(CNS) – Barbados Prime Minister Freundel Stuart has announced plans to remove Queen Elizabeth II as titular head of state by November 2016, in honor of the country’s 50th independence anniversary.
“It’s a little awkward in the year 2015 to still have to stand up and instead of pledging allegiance to Barbados to be pledging allegiance to ‘Her Majesty the Queen,’” Stuart said during a recent meeting of his ruling Democratic Labour Party.
A Buckingham Palace spokesman said that “it is a matter for the government and people of Barbados,” but he expected the approach to be “consistent with self-determination.”

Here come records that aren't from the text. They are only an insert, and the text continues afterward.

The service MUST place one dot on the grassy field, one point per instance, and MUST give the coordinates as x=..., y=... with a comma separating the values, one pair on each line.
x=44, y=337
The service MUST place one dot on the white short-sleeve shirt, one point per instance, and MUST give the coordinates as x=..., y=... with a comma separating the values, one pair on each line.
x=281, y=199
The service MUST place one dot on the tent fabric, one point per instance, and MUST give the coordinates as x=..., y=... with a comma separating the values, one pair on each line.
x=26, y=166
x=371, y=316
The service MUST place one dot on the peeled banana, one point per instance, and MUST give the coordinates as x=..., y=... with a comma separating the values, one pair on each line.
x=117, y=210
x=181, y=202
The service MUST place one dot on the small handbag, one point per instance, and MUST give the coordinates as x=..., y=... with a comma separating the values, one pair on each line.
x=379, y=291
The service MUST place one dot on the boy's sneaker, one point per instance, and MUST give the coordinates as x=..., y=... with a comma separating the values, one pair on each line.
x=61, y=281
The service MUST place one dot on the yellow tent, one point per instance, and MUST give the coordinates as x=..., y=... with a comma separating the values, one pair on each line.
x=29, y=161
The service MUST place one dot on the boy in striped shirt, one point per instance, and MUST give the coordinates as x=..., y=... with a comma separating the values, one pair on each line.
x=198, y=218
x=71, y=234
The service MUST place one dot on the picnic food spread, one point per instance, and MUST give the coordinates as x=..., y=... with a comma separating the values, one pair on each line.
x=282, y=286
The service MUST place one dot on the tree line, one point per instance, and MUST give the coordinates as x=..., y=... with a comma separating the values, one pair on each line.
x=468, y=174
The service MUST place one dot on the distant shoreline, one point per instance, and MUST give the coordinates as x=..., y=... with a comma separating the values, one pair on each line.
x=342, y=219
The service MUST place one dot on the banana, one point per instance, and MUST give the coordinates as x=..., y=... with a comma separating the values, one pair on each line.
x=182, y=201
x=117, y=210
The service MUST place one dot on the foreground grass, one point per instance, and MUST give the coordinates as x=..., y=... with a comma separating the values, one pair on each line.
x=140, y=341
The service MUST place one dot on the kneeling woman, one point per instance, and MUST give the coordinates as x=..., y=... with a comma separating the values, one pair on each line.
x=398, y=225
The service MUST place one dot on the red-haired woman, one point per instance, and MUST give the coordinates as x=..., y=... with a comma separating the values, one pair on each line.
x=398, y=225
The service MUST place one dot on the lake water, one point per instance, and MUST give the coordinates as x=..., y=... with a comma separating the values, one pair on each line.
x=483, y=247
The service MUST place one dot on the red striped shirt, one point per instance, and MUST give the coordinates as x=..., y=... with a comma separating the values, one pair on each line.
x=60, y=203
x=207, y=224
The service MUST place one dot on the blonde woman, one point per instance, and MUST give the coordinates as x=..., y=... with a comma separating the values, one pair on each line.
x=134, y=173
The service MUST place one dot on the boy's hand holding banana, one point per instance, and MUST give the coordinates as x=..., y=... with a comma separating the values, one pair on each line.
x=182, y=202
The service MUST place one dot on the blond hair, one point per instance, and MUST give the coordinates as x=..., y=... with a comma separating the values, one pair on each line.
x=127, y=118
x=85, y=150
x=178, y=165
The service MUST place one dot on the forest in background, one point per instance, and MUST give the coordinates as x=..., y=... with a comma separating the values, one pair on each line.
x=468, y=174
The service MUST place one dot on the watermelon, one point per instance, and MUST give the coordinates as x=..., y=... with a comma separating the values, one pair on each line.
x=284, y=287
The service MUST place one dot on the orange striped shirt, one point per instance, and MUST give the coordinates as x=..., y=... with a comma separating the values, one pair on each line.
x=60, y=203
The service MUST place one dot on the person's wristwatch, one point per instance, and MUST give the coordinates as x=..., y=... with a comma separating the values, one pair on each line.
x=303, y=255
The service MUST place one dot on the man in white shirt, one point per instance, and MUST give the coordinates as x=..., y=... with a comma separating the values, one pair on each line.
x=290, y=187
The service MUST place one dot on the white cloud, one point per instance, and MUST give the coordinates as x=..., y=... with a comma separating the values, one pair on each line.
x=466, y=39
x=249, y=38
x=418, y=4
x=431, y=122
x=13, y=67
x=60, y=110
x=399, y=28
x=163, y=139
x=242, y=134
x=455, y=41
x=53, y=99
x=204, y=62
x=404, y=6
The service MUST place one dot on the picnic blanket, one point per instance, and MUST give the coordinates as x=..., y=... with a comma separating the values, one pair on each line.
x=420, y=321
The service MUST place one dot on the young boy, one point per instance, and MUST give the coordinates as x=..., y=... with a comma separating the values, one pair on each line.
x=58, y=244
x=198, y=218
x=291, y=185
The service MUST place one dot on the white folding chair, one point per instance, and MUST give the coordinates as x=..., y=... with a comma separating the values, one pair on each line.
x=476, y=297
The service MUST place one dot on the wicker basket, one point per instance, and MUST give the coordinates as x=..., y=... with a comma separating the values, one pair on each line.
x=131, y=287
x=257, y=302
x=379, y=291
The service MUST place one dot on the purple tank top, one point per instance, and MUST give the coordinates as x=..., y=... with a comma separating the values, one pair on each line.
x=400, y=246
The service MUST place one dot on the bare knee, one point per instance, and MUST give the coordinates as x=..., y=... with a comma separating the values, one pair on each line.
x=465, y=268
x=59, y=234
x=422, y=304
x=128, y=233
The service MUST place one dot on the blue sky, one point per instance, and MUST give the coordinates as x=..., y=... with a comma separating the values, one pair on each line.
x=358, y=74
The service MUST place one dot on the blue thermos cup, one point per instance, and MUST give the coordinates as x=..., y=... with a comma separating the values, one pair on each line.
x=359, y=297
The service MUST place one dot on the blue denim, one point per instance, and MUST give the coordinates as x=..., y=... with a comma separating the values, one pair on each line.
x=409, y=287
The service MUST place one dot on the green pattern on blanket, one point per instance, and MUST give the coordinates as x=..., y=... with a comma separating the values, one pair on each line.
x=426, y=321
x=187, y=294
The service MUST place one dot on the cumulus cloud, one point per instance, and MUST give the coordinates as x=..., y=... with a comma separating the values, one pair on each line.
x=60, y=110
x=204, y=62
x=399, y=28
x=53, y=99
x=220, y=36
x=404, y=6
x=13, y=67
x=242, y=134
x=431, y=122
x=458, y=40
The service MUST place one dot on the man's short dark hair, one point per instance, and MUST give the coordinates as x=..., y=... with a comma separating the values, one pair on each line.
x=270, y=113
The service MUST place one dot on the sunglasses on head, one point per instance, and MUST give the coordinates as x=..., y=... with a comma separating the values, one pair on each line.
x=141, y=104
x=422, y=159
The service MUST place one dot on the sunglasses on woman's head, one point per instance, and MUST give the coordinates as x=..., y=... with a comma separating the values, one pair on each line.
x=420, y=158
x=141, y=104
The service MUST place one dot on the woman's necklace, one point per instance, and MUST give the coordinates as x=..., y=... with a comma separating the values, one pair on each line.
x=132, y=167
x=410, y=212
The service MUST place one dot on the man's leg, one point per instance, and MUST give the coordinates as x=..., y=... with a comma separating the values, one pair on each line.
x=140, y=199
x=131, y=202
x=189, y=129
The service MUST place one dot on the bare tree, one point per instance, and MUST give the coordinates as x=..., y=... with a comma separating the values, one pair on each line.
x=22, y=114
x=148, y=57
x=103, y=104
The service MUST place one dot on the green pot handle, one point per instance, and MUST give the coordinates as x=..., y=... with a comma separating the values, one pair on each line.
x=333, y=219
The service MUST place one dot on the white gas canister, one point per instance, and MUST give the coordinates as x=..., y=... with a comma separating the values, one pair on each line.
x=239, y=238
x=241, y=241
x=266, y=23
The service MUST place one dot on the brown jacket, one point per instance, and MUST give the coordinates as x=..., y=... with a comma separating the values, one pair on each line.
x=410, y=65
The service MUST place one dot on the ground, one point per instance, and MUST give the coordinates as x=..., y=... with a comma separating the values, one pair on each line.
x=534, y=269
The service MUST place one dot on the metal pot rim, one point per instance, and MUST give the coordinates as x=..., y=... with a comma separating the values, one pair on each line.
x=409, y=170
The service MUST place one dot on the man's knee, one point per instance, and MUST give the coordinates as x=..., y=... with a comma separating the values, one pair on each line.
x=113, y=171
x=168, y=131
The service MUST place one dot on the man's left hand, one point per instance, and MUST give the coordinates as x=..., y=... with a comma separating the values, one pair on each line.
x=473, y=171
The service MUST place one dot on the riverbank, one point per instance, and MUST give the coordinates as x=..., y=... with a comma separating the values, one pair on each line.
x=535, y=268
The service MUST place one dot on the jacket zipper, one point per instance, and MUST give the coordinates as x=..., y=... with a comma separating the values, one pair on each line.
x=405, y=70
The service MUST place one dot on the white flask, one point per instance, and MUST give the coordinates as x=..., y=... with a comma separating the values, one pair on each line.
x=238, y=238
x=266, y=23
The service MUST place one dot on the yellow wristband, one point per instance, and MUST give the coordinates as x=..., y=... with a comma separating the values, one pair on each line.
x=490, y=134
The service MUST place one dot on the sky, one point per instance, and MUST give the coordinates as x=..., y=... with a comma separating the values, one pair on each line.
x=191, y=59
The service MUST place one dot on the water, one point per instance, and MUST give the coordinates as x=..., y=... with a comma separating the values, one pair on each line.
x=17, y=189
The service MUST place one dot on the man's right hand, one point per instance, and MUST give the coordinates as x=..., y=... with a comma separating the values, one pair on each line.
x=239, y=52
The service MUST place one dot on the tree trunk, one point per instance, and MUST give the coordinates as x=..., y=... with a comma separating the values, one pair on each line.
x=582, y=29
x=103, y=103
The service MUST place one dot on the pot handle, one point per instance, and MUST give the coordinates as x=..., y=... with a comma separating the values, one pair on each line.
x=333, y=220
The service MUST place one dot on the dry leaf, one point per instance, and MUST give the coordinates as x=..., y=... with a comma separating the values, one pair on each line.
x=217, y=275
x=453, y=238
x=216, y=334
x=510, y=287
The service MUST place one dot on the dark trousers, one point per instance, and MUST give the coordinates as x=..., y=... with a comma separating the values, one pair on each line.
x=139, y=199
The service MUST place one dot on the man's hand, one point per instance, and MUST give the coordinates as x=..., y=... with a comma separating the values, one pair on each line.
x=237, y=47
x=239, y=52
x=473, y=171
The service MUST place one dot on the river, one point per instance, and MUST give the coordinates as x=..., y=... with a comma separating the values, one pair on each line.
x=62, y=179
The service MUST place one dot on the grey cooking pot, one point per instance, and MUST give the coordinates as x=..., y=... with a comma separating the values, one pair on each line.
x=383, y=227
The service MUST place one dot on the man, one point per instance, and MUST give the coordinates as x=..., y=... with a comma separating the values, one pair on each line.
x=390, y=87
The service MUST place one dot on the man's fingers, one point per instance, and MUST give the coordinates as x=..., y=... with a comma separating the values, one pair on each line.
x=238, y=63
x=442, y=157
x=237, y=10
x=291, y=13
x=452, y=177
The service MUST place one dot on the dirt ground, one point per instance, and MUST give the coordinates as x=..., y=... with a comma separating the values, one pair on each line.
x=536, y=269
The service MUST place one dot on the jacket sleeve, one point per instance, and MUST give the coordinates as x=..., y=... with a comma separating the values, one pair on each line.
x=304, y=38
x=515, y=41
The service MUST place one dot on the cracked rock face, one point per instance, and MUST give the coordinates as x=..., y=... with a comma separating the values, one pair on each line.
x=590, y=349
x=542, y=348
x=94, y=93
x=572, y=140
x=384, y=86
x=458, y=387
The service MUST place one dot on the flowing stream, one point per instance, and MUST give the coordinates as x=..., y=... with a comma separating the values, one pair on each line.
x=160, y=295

The republican debate has raged for years in Barbados between older islanders who see the queen as a symbol of stability, and mostly younger nationalists who call her an anachronism. It echoes similar debates in many countries that once were part of the British empire and retained the queen as their head of state after independence.
In the Caribbean, former British colonies including Dominica and Trinidad and Tobago have established republics. But others such as Barbados and Jamaica have not replaced the queen with another head of state.
Stuart confirms that Barbados will remain in the Commonwealth of former British colonies. But he needs a two-thirds majority in Parliament to authorize the constitutional change. Stuart’s government currently has that majority in the Senate, but not in the lower house. Opposition leader Mia Mottley did not immediately comment on Stuart’s plans.